Larry, Darryl, and Darryl's Remodeling Company...Reeeel Cheep!


After having spent yet ANOTHER stinkin' Saturday digging myself out of a mess that another owner left for me (literally), I can't help but wonder why people do things, unless they're going to do them correctly!  It seems that the former owners of my little place (who I'm convinced was Larry, his brother Darryl, and his other brother Darryl) saw absolutely NO need to do anything properly.  Ever.

Take, for example, the "drainage" system in front of my garage.  Apparently it was installed correctly years ago, but the toll of rain and snow run-off eventually buried it.  So what did Larry and the Darryls do?  Instead of re-digging the line and clearing it, they decided to build a berm in front of the garage.  According to my neighbors, they spent a LOT of time shoveling sawdust, gravel, and dirt and building a nice little speedbump-style monument.  I can imagine their sweat-moistened foreheads gleaming in the Colorado sun as they proudly stood back, rested their flannel and plaid adorned arms on their shovels, and thought "That'll hold the water back reeeeeeel nice!"  Apparently, they failed to understand the basic laws of physics, whereby water runoff will find the path of least resistance, and simply go around the berm.  ((((((Smacking forehead)))))))

What this has meant for yours truly is that every time it's rained, or every time the snow has fallen and subsequently melted, my basement has flooded.  In an attempt to CORRECTLY fix the drainage issue, I've dug through roughly 30 feet of gravel, sand, sawdust, roughly 12-18 inches deep.  NOT easy digging.  At all.  This has caused ME to altogether too closely begin to resemble Larry, Darryl, and Darryl.
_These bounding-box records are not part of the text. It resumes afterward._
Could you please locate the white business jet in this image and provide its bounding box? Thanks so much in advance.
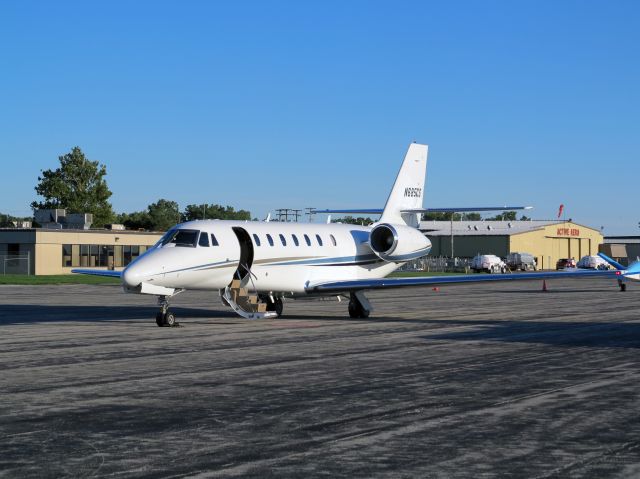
[73,143,616,326]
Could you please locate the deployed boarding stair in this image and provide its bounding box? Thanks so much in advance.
[222,273,278,319]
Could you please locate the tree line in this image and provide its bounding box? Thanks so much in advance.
[5,146,530,231]
[21,146,251,231]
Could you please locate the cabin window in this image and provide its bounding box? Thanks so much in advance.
[198,231,209,247]
[162,230,200,248]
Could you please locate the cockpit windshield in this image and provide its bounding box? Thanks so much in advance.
[156,229,200,248]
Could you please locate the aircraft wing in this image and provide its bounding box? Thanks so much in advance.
[306,270,620,294]
[71,269,122,278]
[598,253,627,271]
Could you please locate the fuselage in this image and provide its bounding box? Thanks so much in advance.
[122,220,430,294]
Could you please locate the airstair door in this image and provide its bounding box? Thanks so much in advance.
[233,226,253,282]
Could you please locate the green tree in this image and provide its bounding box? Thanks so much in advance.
[0,213,33,228]
[182,204,251,221]
[116,211,153,230]
[147,199,180,231]
[31,146,114,227]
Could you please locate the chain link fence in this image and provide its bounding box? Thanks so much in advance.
[0,254,31,276]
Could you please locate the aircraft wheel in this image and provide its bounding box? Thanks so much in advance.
[164,311,176,327]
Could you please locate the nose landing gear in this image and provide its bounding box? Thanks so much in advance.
[156,296,178,328]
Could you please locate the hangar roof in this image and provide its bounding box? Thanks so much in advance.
[420,220,566,236]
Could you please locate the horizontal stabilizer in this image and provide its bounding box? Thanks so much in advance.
[402,206,533,213]
[311,206,533,215]
[306,270,619,294]
[311,208,382,215]
[71,269,122,278]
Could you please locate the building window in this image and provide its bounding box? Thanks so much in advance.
[89,244,100,268]
[62,244,73,268]
[80,244,89,266]
[122,245,131,266]
[71,244,80,266]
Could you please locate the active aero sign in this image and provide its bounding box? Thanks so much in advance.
[556,228,580,236]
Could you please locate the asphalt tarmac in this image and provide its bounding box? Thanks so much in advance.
[0,279,640,478]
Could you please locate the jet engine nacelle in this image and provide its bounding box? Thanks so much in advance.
[369,223,431,262]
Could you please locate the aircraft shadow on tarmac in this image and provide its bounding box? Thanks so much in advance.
[0,304,640,348]
[0,304,240,325]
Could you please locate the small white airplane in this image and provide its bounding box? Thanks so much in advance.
[73,143,613,326]
[598,253,640,291]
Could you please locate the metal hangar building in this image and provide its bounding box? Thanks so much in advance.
[420,220,603,269]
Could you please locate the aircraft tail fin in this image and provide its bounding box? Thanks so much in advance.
[380,143,429,228]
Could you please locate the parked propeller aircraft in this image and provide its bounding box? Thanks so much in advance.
[598,253,640,291]
[73,143,613,326]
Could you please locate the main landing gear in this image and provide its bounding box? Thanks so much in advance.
[349,291,373,319]
[156,296,178,328]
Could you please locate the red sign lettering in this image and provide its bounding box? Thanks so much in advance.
[556,228,580,236]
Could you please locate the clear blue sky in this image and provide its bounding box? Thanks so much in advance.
[0,0,640,234]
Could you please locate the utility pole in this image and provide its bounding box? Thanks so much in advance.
[450,212,454,261]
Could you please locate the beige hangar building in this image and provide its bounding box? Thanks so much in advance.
[0,228,163,275]
[420,220,604,269]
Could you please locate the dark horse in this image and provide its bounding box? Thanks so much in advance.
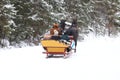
[60,19,78,52]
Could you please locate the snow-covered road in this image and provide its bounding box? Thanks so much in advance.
[0,37,120,80]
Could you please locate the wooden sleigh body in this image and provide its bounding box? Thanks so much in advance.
[41,40,70,57]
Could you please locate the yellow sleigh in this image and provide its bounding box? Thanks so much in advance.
[41,40,69,57]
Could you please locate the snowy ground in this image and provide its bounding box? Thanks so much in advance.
[0,37,120,80]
I walked by a lamp today and knocked it over.  With my damn bicep.  Or maybe it was my lats.  I dunno, I just know that somehow my arms are growing, my hair looks A LOT like theirs after my digging sessions, and I keep eyeing my chin suspiciously in case a beard hair tries to pop out.    I'm already far too self-conscious about my veiny, scrawny  "Madonna arms".  I fear if I keep having to dig, I'll morph in a female body-builder look.  Like Schwarzenegger.  (Or Stephenegger??)  Blech.    And as much as I love plaid and flannel, and the cozy mountain winter-y feel they evoke, I will now have to flush my wardrobe of any such outerwear in an attempt to stop the metamorphosis into a grizzled, buff, doofus-y mountain man.

So please, for anyone out there attempting to do a project, I implore you to do it correctly the FIRST time, and eschew the temptation to just do a LarryDarrylDarryl quick-fix.  Your future owners, who prefer to resemble the likes of Gwen Stefani, rather than Ahhhnold or Larry, Darryl, and Darryl will thank you.